Sophia Klink ist Autorin und Biologin. Ihre Prosa und Lyrik wurde u.a. mit dem Literaturstipendium München ausgezeichnet. Sie war Finalistin beim open mike und des Lyrikpreises München. Zuletzt bekam sie den Wolfgang-Weyrauch-Förderpreis beim Literarischen März. Ihr erster Lyrikband "Ich lösche die Kirschen aus meinen Genen" ist im März 2025 bei hochroth München erschienen. Ihr Romandebüt "Kurilensee" wird im September 2025 bei der Frankfurter Verlagsanstalt folgen. Ihr Text "Nischen" erschien im "[kon] paper" Nr.10 zum Begriff "Raum".
Stefanie Adamitz, 1985 in Sachsen-Anhalt geboren, promovierte an der MLU Halle-Wittenberg in Ethnologie. Sie lebt und arbeitet, schreibt und spricht in Leipzig, in verschiedenen Literaturmagazinen (u. a. apostrophe, [kon] Paper, Das Narr) und im Radio.

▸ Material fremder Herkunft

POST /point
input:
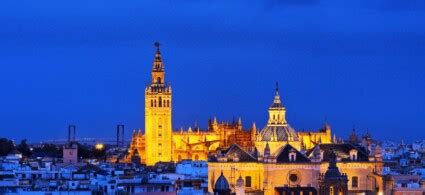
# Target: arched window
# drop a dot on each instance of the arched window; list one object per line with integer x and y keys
{"x": 248, "y": 181}
{"x": 355, "y": 182}
{"x": 159, "y": 102}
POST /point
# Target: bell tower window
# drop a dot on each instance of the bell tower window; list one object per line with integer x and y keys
{"x": 159, "y": 102}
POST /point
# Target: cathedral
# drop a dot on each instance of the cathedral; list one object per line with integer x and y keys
{"x": 161, "y": 143}
{"x": 275, "y": 159}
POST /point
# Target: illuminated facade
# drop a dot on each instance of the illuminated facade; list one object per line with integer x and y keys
{"x": 161, "y": 143}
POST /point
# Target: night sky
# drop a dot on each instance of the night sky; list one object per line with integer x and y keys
{"x": 353, "y": 63}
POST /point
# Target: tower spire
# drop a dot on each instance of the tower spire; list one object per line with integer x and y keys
{"x": 277, "y": 102}
{"x": 158, "y": 66}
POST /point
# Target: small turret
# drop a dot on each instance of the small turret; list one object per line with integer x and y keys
{"x": 240, "y": 186}
{"x": 239, "y": 123}
{"x": 222, "y": 186}
{"x": 253, "y": 132}
{"x": 267, "y": 150}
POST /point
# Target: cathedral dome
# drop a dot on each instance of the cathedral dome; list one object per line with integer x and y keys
{"x": 221, "y": 184}
{"x": 278, "y": 133}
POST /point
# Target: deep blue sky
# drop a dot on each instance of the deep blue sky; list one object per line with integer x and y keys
{"x": 356, "y": 63}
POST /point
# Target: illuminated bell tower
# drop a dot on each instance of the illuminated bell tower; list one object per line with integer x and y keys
{"x": 158, "y": 127}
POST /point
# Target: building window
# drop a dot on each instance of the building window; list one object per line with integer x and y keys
{"x": 355, "y": 182}
{"x": 248, "y": 181}
{"x": 292, "y": 157}
{"x": 159, "y": 102}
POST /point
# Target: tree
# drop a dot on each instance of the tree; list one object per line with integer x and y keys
{"x": 6, "y": 146}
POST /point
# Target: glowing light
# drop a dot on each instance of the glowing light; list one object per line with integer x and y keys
{"x": 99, "y": 146}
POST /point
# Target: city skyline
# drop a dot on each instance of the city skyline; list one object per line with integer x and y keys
{"x": 361, "y": 71}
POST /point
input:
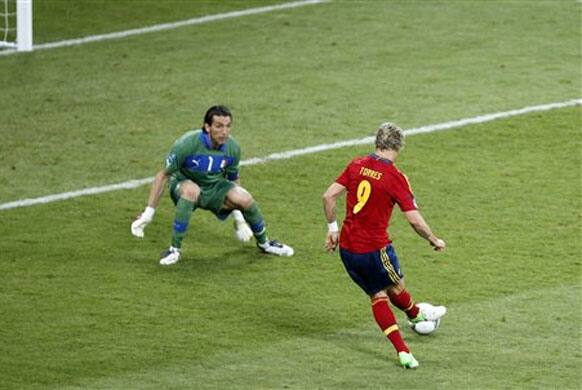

[kon] paper: "2014 haben wir das Literatur- und Kulturmagazin '[kon] paper' gegründet, weil es an Raum gefehlt hat: an Raum für widerständige Texte, zum Ausprobieren und Experimentieren. Wir wollten einen Ort schaffen, an dem noch unveröffentlichte Autorïnnen ebenso Platz finden wie etablierte Schreibende, einen Ort für ein kollektives Miteinander zum Gestalten, Erfahrungen Sammeln und Weitergeben. Das Thema 'Raum' liegt uns sowohl politisch wie persönlich von Anfang an am Herzen: 'Raum' ist für fast alle Fach- und Forschungsrichtungen wichtig, (ist) begrenzt, kann imaginiert sein, sich ausdehnen oder zusammenziehen, er kann eingenommen werden, geöffnet oder geschlossen werden, kann privat oder öffentlich sein. Auch über seine Konzeption soll das Magazin einen interdisziplinären Begegnungsraum eröffnen: Jede Ausgabe widmet sich einem Wort, das von Feuilleton- und Essaybeiträgen sowie Gedichten, kurzer Prosa und szenischen Texten verhandelt wird. Am 25.6.2025 möchten wir ins Gespräch kommen und freuen uns auf ein gemeinsames Nachdenken über Raum und das Schreiben darin und darüber."
Ab ca. 20.15 Uhr
Drinks, Gespräche, Ausprobieren
Schaut Euch im Kunstbau um und probiert an der "Forschungsstation", konzipiert von Mirja Reuter und Florian Gass, das Figuren- und Schattentheater aus. Experimentiert mit Klang und Bewegung. Lest was, hört und schaut einfach zu, kommt ins Gespräch, tanzt und eröffnet mit uns den Raum!